Nach erneutem Störfall

AKW Brunsbüttel: Vattenfall informiert über weitere Panne

Wie das Kieler Sozialministerium am Montagabend mitteilte, hat die Betreibergesellschaft Vattenfall das Ministerium über Probleme an der Messleitung zur Überwachung des Reaktorfüllstands informiert. Dabei hat laut Vattenfall keine Gefahr einer erneuten Explosion bestanden.

Stromnetz Ausbau© Gina Sanders / Fotolia.com

Kiel (ddp/sm) - Man habe einen Abfall der Temperatur in der Messanordnung bemerkt.

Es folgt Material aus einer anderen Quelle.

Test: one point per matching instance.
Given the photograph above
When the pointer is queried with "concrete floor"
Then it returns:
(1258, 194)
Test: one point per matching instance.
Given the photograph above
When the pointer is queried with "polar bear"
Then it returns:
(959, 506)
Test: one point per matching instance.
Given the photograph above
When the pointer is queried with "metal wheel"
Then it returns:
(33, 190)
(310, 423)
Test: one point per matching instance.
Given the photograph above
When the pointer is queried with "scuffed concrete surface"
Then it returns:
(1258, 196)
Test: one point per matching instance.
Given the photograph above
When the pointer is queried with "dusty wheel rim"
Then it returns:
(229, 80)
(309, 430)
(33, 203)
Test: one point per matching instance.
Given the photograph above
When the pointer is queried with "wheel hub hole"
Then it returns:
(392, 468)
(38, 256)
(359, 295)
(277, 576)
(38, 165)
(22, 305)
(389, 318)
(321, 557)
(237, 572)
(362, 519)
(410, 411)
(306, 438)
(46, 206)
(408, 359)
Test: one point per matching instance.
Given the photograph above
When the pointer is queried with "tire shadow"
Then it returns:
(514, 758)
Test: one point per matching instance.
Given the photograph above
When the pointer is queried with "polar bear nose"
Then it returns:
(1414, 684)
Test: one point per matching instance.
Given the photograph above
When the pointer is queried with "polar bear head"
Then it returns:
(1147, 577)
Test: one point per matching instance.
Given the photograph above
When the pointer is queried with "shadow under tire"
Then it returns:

Grund sei offenbar ein "stetiger Eintrag von Wasserstoff". Dies sei durch das Überwachungsprogramm der Aufsichtsbehörde festgestellt worden. Die festgestellten Mängel erforderten "höchste Aufmerksamkeit und schnellstmögliche Beseitigung, da es im Jahr 2001 zu einer Explosion von Wasserstoff in einer Rohrleitung des Kernkraftwerks Brunsbüttel gekommen war", die damals erhebliche Schäden verursacht habe.

Nach Angaben des Betreibers Vattenfall handelt es sich um eine mögliche Ansammlung von Radiolysegas in einem Messsystem innerhalb des Sicherheitsbehälters. Vattelfall-Sprecher Ivo Banek sagte auf Anfrage von ddp am Montagabend, in Brunsbüttel habe jedoch nicht die Gefahr einer erneuten Explosion bestanden. Der Betreiber habe als Konsequenz aus 2001 ein hochsensibles Messsystem eingeführt. Diese sehr fein eingestellten Messinstrumente reagierten sehr frühzeitig, sodass ein Gefahr im Keim erstickt werde. Der TÜV habe Vattenfall die Empfehlung erteilt, den Fehler innerhalb der nächsten zwei Wochen zu beseitigen.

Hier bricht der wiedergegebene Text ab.